Central bank introduces new approach on speculation

Central bank introduces new approach on speculation

Russia’s Central bank announced on Monday that starting from this month it is tying the Rouble exchange rate to the oil price, in a move which will make it more volatile but reduce speculation.

The Central Bank of Russia has introduced a new scheme of disclosing all the information about the it’s interventions in the domestic market. It says this includes target interventions to reduce the impact of speculation on the Rouble, caused by non fundamental economic factors and which aren’t considered part of managing the Rouble within its existing currency basket bandwidth.

However, the Vladimir Tikhomirov, chief economist at Uralsib, said to Vedomosti that only the titles were changed, with the essence remaining the same. From now on the term “planned interventions” is replaced with “target interventions”.

In recent months the Central Bank has been fighting an appreciating Rouble, backed by high oil prices and the inflow of short term capital, with investors and capital markets following the trend. For the time being that operiod appears to be over with the rouble weakening against the currency basket in the wake of a major slump in the Euro and the subsequent flight of global capital to dollar safety. Deputy Head of the Central Bank, Alexey Ulyukayev, warned last week that the long trend of a strengthening Rouble wasn’t likely to continue into the future, with rising imports likely to bring the trade balance down.

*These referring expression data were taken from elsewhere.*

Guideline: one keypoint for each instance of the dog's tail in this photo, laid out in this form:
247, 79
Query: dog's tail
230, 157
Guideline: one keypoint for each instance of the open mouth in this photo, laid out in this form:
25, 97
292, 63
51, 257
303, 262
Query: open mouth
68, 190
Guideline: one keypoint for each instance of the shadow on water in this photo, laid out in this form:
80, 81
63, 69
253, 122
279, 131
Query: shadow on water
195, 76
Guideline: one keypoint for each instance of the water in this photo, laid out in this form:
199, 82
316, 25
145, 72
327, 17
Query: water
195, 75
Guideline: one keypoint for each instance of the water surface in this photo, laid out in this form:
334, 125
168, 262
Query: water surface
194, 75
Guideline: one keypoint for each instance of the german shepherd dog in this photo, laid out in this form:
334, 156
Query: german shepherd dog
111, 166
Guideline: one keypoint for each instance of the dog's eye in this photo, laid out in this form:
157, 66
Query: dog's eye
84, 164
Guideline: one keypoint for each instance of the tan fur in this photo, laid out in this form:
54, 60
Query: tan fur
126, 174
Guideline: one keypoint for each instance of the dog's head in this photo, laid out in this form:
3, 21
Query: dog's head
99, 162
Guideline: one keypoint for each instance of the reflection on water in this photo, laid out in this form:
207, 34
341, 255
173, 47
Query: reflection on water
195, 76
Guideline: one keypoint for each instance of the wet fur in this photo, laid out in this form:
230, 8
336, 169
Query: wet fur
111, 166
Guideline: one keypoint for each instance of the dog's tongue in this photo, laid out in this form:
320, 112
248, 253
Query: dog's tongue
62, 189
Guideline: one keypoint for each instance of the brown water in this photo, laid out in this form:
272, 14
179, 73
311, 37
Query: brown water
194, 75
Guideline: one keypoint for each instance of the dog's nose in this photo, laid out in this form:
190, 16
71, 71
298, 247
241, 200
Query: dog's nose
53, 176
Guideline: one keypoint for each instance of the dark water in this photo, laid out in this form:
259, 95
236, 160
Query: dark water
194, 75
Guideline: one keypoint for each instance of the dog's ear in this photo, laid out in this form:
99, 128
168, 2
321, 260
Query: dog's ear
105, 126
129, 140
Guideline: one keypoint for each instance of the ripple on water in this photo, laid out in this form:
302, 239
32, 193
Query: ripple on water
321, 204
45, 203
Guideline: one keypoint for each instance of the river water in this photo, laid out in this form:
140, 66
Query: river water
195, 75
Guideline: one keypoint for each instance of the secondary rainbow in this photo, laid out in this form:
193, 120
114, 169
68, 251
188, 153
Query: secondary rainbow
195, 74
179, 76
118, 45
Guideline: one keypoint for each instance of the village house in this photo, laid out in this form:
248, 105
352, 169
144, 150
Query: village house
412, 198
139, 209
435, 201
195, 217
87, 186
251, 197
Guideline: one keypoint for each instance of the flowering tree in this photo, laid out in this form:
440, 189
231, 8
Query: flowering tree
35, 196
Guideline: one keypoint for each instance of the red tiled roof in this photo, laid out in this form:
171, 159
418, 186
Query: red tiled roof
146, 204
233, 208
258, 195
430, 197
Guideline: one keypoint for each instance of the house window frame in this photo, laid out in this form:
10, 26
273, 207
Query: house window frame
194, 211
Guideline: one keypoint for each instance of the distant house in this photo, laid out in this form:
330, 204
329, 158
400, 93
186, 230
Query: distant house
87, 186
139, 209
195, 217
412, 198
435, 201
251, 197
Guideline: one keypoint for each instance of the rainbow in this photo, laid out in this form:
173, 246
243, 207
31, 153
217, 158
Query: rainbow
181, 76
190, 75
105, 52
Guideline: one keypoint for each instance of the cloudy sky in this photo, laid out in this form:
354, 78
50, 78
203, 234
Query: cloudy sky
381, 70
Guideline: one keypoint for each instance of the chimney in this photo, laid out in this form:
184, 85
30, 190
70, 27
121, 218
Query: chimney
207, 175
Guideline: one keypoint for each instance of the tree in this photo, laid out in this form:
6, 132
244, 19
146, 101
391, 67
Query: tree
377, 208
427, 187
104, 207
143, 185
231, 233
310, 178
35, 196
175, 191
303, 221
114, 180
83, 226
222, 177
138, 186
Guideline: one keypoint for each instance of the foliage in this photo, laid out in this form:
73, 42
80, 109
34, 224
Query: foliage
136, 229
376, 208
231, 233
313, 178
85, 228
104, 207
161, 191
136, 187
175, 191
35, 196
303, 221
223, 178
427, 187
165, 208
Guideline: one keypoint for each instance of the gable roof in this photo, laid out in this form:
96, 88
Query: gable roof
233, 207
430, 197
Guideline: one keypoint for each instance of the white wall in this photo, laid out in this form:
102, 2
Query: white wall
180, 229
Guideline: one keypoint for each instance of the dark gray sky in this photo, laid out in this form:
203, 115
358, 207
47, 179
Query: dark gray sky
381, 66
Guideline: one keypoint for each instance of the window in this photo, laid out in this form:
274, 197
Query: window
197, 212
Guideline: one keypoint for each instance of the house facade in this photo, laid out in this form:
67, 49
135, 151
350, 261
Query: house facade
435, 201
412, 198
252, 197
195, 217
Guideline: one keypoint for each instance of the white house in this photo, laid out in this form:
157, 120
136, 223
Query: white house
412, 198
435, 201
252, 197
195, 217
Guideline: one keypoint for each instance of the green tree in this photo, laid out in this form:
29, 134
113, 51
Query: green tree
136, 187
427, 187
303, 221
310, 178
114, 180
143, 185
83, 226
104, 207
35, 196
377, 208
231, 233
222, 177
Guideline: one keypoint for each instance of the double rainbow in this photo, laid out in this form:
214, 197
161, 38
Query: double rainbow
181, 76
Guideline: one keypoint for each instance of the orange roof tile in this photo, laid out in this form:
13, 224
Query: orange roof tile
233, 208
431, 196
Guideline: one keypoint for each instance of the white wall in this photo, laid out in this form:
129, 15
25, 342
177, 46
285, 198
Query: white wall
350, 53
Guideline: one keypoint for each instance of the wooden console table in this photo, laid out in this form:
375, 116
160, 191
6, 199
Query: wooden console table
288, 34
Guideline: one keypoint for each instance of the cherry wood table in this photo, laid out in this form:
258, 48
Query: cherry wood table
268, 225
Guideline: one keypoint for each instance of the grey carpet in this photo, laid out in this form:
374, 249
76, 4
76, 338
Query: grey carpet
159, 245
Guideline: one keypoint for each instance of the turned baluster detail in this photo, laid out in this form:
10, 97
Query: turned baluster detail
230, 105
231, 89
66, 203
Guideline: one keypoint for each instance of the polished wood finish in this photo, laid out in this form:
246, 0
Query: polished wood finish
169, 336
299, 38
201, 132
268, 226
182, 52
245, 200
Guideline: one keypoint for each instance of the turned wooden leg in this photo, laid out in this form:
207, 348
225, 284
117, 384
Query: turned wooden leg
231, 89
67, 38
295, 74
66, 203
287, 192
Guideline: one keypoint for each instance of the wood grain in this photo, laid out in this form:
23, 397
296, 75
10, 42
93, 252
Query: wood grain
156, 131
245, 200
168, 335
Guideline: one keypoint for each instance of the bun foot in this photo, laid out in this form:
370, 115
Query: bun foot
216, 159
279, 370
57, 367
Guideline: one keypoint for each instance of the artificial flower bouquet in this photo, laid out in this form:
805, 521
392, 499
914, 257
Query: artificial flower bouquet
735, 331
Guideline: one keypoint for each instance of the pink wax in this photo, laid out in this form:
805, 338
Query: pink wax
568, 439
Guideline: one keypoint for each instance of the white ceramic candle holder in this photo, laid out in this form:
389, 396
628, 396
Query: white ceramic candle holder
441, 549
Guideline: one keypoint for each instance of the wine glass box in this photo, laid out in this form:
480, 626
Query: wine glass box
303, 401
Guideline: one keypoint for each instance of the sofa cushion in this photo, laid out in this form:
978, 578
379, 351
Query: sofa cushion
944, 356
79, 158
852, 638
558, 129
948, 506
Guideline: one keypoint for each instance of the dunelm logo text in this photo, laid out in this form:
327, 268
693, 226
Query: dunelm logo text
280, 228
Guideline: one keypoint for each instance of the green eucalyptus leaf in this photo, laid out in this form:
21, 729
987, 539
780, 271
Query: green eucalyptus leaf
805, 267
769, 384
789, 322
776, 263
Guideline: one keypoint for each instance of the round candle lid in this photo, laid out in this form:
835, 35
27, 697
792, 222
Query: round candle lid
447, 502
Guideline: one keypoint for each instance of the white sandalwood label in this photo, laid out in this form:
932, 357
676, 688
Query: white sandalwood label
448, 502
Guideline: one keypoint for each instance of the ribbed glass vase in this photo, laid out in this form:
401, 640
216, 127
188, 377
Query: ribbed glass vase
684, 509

“The time of excessive currency is either coming to its end or already over. This will be replaced by the turns of excessive money and deficit. This means a more volatile Rouble and there won’t be a particular trend, neither strengthening nor weakening.”

Uralsib’s Tikhomirov agrees that rising imports will balance the current account, reducing the need for interventions, and that currency fluctuations can stop the inflow of speculative capital.  Vladimir Savov, Otkritie FC’s Head of Research believes the move is largely formalizing what is obvious.

“To my mind, the CB’s move just shows that Russia’s authorities recognized the economy’s dependence on the oil price, that has been there for several months already. And this is quite a logical step in the situation of a low inflation that we have today in Russia.”

Savov added that the move is a step towards floating the Russian currency, which he believes could occur soon.

“I think, floating Rouble is quite possible some time soon, especially taken the rising confidence in Rouble and a growing amount of settlements in the currency. If before people tended to convert their money into some foreign currency, then today they are more likely to stay in Rouble. Moreover, the level of competition in some Russian industries also makes it possible.”